My host sister was one such person who helped me to find cool new places. She was out of the house when I first arrived on a Sunday night but I met her the next day at dinner. My host mom, Cristina, set the table for the two of us and I ate with Julieta who talked to me about her life and her work as a photographer and poet. Then, much to my surprise, she invited me to go with her that night to the cafe-bar her sister worked at called El Azul. A tiny place with mismatched chairs and a set of bookshelves filled with books and strange glass jars with cassette tapes floating inside, the place was calm and kitsch and cool. It was the kind of place only locals would go to and indeed they went. Every Monday night, Julieta and Carolina's friends made it a habit to meet there for drinks, just to talk and socialize. It was typically Spain, socializing not at someone's house, but outside. I can count on one hand the number of times Julieta brought friends to the house and when it occurred, it was just one friend for a couple hours, never multiple friends. But that's the way Spain is - people socialize outside their houses while their homes remain perfect museums of cleanliness. Meanwhile, the streets are filled with people socializing in bars and restaurants at all hours of the day and night, spilling out into the streets to smoke after the indoor smoking ban went into effect.
My coworker Cristina, was another person (almost a madrileña) who helped me to discover some amazing places in Madrid. A Brazilian woman who had spent nearly 10 years living and working in Spain, Cristina spoke almost flawless Spanish and was incredibly kind and bubbly. Almost immediately after I began my internship, she offered to introduce me to some places in Madrid and took me to what would become one of my favorite museums, Caixa Forum. Housed in a new-age building with impossible looking architecture and a living wall of plants, it has amazing shifting exhibits. And it's free.

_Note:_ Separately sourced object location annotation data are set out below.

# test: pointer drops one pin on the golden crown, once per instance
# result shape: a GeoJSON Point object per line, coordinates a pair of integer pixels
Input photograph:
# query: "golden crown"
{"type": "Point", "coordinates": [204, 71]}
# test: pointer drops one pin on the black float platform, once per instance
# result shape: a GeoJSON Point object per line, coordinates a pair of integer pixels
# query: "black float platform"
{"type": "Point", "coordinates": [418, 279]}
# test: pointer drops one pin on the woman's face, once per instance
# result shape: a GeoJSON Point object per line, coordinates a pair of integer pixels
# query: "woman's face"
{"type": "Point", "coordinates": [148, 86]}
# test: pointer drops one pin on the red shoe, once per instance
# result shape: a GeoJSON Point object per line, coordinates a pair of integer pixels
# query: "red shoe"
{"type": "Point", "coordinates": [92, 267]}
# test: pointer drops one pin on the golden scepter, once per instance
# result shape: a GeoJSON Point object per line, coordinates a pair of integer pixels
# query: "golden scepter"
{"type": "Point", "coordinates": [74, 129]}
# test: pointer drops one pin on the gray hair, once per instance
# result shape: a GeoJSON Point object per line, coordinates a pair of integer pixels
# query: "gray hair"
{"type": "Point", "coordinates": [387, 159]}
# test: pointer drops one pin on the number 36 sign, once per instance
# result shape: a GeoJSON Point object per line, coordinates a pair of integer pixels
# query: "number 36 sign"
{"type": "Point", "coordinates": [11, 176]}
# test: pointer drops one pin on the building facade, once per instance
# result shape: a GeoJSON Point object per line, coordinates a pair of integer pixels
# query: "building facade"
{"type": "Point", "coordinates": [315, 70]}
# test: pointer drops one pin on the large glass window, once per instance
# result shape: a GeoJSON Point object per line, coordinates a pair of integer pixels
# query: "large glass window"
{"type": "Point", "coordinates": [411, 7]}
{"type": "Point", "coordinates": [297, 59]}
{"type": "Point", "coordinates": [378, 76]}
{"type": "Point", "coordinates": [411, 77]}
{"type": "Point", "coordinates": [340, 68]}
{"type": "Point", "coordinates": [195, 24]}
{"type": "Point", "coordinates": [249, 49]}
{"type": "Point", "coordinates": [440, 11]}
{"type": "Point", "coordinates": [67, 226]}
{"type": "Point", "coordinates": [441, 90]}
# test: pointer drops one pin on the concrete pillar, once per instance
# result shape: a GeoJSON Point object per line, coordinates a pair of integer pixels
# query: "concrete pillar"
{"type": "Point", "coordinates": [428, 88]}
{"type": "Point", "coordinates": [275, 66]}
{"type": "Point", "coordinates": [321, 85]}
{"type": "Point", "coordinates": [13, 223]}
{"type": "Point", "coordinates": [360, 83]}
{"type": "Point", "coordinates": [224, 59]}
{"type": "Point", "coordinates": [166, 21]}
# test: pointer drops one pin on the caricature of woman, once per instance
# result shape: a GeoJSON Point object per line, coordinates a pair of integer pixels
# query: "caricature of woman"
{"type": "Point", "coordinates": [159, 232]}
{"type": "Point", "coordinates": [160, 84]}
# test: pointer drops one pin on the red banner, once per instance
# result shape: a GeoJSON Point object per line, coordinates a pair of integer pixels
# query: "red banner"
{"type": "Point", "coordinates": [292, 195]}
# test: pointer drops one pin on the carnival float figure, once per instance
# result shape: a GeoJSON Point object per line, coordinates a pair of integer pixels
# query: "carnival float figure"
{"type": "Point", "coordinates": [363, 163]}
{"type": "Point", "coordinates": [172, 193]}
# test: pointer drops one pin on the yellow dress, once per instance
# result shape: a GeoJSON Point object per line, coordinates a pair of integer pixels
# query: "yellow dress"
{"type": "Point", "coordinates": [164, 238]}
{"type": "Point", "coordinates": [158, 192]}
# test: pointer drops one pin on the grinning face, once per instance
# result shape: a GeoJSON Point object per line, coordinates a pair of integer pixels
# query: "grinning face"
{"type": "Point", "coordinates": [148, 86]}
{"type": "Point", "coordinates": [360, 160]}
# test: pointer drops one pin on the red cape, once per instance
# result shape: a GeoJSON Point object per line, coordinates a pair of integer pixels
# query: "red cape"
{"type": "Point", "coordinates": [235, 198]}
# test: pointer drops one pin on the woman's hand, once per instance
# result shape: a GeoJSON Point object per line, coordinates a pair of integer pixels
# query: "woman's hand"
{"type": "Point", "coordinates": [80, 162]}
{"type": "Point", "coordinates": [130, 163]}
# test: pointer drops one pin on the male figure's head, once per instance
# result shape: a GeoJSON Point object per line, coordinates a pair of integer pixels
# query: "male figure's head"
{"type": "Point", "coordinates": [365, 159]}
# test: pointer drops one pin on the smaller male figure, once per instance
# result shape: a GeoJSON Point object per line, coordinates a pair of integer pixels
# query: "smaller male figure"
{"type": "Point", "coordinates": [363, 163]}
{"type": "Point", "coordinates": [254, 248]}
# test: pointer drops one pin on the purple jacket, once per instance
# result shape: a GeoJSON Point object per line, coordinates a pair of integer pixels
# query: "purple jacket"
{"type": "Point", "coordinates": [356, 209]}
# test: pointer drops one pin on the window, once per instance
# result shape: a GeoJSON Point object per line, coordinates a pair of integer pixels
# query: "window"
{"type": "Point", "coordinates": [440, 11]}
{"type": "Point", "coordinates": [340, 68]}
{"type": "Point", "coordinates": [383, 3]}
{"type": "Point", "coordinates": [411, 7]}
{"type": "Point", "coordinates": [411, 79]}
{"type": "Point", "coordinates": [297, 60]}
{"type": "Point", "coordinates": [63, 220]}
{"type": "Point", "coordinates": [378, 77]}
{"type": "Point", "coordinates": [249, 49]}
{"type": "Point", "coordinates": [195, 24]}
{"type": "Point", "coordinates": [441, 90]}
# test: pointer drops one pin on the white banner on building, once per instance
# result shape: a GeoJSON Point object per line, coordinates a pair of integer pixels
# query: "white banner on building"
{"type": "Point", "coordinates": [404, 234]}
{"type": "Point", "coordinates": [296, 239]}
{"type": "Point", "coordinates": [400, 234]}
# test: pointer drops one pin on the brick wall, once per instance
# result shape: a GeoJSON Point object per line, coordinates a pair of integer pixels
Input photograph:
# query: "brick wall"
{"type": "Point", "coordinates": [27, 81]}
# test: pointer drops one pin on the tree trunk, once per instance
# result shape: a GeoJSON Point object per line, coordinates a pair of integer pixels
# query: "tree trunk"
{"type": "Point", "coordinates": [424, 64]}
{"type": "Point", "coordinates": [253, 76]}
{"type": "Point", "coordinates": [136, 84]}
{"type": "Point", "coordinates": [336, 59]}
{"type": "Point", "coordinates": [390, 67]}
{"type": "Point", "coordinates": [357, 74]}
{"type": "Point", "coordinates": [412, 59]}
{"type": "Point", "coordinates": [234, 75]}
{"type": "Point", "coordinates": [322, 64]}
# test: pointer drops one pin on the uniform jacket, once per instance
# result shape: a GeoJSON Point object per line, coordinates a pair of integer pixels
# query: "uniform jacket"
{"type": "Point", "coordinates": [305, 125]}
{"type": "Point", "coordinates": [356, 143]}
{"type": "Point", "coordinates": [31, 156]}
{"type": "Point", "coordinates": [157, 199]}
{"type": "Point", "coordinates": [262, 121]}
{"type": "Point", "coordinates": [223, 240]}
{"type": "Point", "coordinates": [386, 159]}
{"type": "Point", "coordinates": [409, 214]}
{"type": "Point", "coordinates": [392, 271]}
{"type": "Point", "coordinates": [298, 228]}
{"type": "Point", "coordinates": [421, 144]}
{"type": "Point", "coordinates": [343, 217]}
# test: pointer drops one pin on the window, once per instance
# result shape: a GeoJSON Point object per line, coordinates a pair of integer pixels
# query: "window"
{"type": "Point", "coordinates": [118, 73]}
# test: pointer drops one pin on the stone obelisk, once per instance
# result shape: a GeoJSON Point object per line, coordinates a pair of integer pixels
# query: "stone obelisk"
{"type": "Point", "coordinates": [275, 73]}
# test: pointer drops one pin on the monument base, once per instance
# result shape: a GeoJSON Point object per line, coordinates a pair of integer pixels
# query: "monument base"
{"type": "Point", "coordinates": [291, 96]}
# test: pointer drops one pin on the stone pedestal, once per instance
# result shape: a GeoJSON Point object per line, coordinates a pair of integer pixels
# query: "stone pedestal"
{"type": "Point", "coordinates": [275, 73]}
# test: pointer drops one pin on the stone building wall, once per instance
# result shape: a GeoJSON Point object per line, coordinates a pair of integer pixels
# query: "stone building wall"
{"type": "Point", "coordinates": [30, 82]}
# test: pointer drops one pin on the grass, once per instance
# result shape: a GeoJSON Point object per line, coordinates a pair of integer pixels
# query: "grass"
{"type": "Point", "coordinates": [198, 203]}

Then of course there was my internship, with the various conferences and activities which introduced me to different places of Madrid I would never have discovered on my own. Not only that, but it introduced me to my coworkers and over the course of my 6 month internship, I felt myself becoming more a part of the team. I discovered what work-life was like in Spain and what it meant to work for a small business. I also came to know people from across the globe with whom I worked and with whom we shared office space. It was a melting pot of friendly people who helped me feel at home and who most made me sad to leave.
So while many people say that they change while abroad or that studying abroad was a life-changing experience I never though that cliche would be part of my experience. But it was. I admit that I did change, and I came to realize it over time. I loved that I could blend in with the Spaniards and sometimes even convince foreigners that I was Spanish. I was able to give directions to someone on the Metro, in Spanish, and understand almost every word that was spoken. As I tutored Virginia in English, the 30 something sister of my flamenco teacher, I realized I had learned so many Spanish phrases and idiomatic expressions that I could efficiently translate almost any phrases she wanted into English. But more than improving my Spanish and my confidence in speaking it, I gained a more global perspective of the world, through my experiences, through the people I met, and the places I visited. It was an experience which I could not have gained within the Stanford bubble and one which makes my time abroad one of my most valuable college experiences.